Gourmets dürfen aufatmen: Die kulinarische Fleisch- und Wurstvielfalt – frisch aus deutschen Landen – bleibt ihnen erhalten. Nach monatelangem Gezetere auf höchster EU-Ebene über die Handhabe von Klonfleisch bleibt alles beim alten: Demnach dürfen nach der Verordnung über „neuartige“ Lebensmittel aus dem Jahre 2007 beispielsweise Fleisch und Milch von Nachkommen klonierter Tiere weiter verkauft werden; sogar eine Kennzeichnungspflicht dieser exotischen Köstlichkeiten ist nicht erforderlich.

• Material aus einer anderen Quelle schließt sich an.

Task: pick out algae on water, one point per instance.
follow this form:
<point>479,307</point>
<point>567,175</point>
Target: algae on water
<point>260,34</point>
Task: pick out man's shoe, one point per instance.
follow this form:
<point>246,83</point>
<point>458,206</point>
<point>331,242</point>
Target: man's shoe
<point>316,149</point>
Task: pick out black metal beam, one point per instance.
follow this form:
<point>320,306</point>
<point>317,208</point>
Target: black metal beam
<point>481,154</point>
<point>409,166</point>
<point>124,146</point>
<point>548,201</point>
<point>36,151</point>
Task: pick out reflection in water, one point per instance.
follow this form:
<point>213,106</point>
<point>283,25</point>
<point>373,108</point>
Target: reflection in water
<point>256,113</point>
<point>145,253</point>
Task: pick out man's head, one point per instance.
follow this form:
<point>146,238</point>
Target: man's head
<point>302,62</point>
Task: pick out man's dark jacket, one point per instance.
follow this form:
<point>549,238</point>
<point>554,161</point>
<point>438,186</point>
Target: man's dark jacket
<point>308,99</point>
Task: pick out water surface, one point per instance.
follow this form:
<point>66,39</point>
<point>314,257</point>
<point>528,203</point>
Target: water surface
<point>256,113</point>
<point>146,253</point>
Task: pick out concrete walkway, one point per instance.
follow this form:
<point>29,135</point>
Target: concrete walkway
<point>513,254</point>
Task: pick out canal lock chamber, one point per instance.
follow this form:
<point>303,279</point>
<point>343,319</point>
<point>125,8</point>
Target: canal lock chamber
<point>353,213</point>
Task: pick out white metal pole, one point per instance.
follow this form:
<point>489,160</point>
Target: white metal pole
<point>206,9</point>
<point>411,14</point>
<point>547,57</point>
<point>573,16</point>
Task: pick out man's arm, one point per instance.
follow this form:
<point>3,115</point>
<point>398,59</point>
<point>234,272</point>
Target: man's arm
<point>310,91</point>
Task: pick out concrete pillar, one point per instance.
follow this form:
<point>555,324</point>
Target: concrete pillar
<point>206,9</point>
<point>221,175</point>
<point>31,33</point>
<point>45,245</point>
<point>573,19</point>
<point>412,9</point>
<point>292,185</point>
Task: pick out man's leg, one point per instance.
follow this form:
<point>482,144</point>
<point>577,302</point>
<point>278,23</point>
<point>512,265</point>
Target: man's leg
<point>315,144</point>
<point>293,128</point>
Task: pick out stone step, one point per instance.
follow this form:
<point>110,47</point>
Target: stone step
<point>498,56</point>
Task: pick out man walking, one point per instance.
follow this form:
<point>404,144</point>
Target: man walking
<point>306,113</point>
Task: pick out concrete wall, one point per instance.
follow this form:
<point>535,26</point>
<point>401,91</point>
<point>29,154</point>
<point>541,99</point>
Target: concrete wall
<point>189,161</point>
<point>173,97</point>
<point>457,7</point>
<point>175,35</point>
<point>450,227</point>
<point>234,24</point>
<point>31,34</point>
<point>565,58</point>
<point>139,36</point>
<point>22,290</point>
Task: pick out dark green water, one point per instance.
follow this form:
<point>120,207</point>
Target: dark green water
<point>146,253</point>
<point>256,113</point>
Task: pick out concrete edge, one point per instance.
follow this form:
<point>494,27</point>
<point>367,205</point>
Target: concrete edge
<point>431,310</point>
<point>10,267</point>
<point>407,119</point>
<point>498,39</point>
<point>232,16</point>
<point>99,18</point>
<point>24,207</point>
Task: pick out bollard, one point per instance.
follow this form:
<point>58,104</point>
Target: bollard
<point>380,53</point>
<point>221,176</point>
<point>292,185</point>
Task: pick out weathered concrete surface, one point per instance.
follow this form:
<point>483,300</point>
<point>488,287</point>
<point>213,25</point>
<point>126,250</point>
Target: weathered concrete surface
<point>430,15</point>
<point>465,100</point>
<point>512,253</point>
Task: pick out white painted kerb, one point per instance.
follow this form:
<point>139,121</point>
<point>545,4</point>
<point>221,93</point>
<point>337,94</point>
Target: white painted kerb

Warum EU-Parlamentarier, Kommissare und Ministerräte keinen gemeinsamen Nenner fanden, liegt einmal mehr an den differenten Standpunkten und Eigeninteressen. Wie ein Fels in der Brandung stand das unerschütterliche Dogma aus dem Lager der Klon- Protagonisten, ein Bann dieser Produkte für den EU-Lebensmittelmarkt zöge eine Klage vor der Welthandelsorganisation WTO nach sich.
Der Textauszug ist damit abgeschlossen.